Other projects include replacing the bottom teak hatch board (closes up the boat from the cockpit) because somehow it slid overboard and is gone. We also need to check the zincs under the boat again to see if they are intact. I'm looking forward to a swim under the boat on a calm clear-water day with our endoscope. It projects onto the computer screen so Drew can see what's going on. One sailor reported that he had to replace the zincs monthly! Here's a zinc that was corroded over several months (see Titusville for longer explanation). Usually they are worse than this when replaced.
The Bahamas this year, they say, have had terrible winds and weather as well. If we go it will be a trial crab over to Bimini. I say crab = go sideways because the Gulf Stream is so strong it pushes boats north. We have to point south to get due east. Although it costs $300 to get into the country at immigration, we want to see how it goes with the sailing and the dog's Bahamian permit. It takes about 10 hours to sail over/ a day. We could stay a couple days and sail back.

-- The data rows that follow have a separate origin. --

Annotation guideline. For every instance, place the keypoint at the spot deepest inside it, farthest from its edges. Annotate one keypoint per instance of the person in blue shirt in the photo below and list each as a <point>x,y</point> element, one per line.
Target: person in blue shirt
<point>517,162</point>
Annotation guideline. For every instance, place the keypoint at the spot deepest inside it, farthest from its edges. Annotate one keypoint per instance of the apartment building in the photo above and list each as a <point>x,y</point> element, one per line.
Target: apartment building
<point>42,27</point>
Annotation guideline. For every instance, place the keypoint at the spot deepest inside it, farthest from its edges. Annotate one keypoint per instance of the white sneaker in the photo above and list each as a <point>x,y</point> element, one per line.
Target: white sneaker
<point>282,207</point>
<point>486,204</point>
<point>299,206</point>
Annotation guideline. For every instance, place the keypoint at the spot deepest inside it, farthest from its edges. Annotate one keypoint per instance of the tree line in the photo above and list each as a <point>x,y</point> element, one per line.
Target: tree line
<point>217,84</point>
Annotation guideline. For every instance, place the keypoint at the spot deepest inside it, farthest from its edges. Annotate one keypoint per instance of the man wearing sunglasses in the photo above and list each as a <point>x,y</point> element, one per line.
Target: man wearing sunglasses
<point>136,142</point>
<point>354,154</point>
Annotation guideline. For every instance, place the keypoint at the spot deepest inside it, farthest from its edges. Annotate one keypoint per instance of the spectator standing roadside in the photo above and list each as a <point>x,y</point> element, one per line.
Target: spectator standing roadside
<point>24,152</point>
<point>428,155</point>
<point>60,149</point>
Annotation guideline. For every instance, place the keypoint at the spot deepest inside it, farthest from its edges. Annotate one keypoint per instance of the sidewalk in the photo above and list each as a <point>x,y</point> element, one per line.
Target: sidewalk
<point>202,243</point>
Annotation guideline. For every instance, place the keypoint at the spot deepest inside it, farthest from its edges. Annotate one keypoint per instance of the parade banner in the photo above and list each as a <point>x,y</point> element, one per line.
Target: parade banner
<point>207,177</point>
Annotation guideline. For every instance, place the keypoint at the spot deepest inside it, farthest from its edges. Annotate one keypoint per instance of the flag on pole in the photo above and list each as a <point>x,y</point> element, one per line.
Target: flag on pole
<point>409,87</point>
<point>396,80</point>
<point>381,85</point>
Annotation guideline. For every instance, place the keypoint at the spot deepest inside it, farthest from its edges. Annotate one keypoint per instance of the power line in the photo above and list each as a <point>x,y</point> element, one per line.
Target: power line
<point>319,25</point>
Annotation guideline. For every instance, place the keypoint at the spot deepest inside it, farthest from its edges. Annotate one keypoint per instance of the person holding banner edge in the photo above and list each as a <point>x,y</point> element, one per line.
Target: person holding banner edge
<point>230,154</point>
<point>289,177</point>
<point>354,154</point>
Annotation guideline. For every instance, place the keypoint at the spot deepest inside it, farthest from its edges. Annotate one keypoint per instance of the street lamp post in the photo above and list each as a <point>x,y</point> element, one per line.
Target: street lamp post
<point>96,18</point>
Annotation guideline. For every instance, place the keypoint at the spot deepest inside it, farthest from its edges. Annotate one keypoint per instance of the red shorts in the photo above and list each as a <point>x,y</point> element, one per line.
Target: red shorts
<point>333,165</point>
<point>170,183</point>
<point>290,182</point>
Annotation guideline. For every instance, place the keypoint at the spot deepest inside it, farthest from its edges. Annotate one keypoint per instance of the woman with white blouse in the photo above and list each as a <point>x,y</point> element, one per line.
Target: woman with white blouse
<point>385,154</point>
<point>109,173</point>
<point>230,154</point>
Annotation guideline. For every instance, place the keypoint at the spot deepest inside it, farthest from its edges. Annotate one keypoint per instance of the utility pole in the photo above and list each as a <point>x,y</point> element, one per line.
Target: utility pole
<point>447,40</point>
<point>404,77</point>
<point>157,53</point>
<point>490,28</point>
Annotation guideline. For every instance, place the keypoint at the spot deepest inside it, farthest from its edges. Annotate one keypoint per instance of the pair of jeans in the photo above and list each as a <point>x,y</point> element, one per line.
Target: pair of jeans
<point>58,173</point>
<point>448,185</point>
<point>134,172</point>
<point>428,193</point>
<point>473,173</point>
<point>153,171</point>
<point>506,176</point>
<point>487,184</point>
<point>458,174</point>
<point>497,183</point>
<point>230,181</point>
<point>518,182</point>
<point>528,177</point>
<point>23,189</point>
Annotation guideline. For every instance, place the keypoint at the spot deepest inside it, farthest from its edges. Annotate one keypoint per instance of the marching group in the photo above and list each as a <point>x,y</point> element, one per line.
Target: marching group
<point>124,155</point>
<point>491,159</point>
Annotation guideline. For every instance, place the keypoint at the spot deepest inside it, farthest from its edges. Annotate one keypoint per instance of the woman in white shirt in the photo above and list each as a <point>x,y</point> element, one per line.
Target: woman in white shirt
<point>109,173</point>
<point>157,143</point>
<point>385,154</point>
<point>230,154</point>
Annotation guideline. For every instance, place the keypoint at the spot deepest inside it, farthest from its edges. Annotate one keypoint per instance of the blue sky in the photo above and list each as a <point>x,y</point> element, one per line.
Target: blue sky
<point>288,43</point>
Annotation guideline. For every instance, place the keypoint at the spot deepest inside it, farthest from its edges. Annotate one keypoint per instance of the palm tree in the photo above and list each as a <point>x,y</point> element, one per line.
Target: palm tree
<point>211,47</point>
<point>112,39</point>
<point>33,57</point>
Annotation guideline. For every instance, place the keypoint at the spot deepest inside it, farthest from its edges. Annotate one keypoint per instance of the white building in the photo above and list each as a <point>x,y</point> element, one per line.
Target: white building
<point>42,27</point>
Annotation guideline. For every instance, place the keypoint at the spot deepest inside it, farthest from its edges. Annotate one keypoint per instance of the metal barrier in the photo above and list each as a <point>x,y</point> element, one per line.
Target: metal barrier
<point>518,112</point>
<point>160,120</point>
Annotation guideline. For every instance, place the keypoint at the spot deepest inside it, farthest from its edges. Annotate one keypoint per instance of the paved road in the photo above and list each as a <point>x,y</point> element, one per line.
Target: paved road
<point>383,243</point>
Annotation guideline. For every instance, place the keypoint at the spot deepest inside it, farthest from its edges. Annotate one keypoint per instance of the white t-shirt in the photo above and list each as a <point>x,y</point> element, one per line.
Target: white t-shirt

We were supposed to go to the Miami Beach New World Symphony free Wallcast tonight (we sailed over a couple of weeks ago), but Drew is concentrating on projects.
And then it rained anyway. Our enclosed cockpit is cozy on rainy days
with a view all around. We roll up the vinyl on sunny days.
Hope all is well with everyone up in north country. Presently reading: Strapless by Deborah Davis, the life of painter, John Singer Sargent and the Fall of Madame X.
2 comments:
How's Mazu doing after her ordeal with the aggressive dog?
and, thanks for going to DC to advocate for sanity amidst the rest of it.
Having your own island for daily exercise sounds all right!
Love to both of you, Sara
ps--If you do sail to Bimini, please promise me you'll avoid the Bermuda triangle! Seems you'd be awfully close, if not already into it there.